С выключенным телефоном, забаррикадировавшись в своей усадьбе в Палермо, он провел Новый год в одиночестве. В этот вечер, переворачиваясь с боку на бок в своей постели, тщетно пытаясь уснуть, он почему-то не мог избавиться от воспоминания об отвратительном Скрудже, с которым однажды сравнила его Флора. Он увидел, как у ножек кровати возникли все три страшилища, изображающие прошлое, настоящее и будущее, те самые, что мучили ночами скуповатого Диккенса.
— Кто же вы?
— Я дух прошедшего года.
— Давно прошедшего?
— Нет, вашего последнего года.
Он осмелился спросить, зачем здесь призрак.
— Для вашего счастья, — ответил тот. — И сразу добавил: — Или для вашего превращения.
Разговаривая, он протянул сильную руку, осторожно сжал ему кисть.
— Вставайте! Идите со мной!
По примеру мистера Скруджа, Рикардо силился закричать: «Ведите меня! Ведите меня! Ночь проходит быстро; сейчас для меня самое дорогое время, я знаю. Дух, веди меня!»

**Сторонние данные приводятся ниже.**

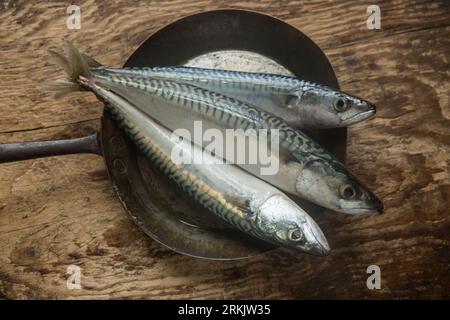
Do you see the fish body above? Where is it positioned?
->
[47,42,330,255]
[91,69,382,213]
[94,66,376,129]
[81,79,329,255]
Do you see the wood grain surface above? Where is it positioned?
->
[0,0,450,299]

Увы, мольба его осталась без ответа. Его спальня, как и другие комнаты дома, была пуста.
— Прошу прощения, сеньор Вакаресса. Человек внизу настаивает, чтобы вы приняли его.
Рикардо раздраженно взглянул на мажордома.
— Мне известны ваши указания, — смущенно сказал тот, — но он приходит уже в десятый раз и стучится в дверь. Это Паскуаль Агуеро, ваш бывший шофер.
— Паскуаль? Что ему от меня надо?
— Не могу знать. Я ему много раз объяснял, что вы велели ни под каким предлогом вас не беспокоить, но он и знать ничего не хочет.
— Ладно. Пусть войдет.
Рикардо встал, быстро застегнул пуговицы рубашки и привел в порядок волосы.
Через несколько секунд в дверях появился Паскуаль. Сняв шляпу, он поколебался, прежде чем сделать шаг.
— Входите, — приободрил его Вакаресса. — Входите же.
— Не сердитесь на меня, сеньор. Но мне очень надо с вами поговорить.
— Усаживайтесь.
— Нет, сеньор. Я постою.
— Надеюсь, у вас нет проблем с новым хозяином?
— Никаких. Господин директор из очень приветливых людей, и мне хотелось бы выразить вам свою признательность. Вы были добры ко мне. От всего сердца благодарю вас.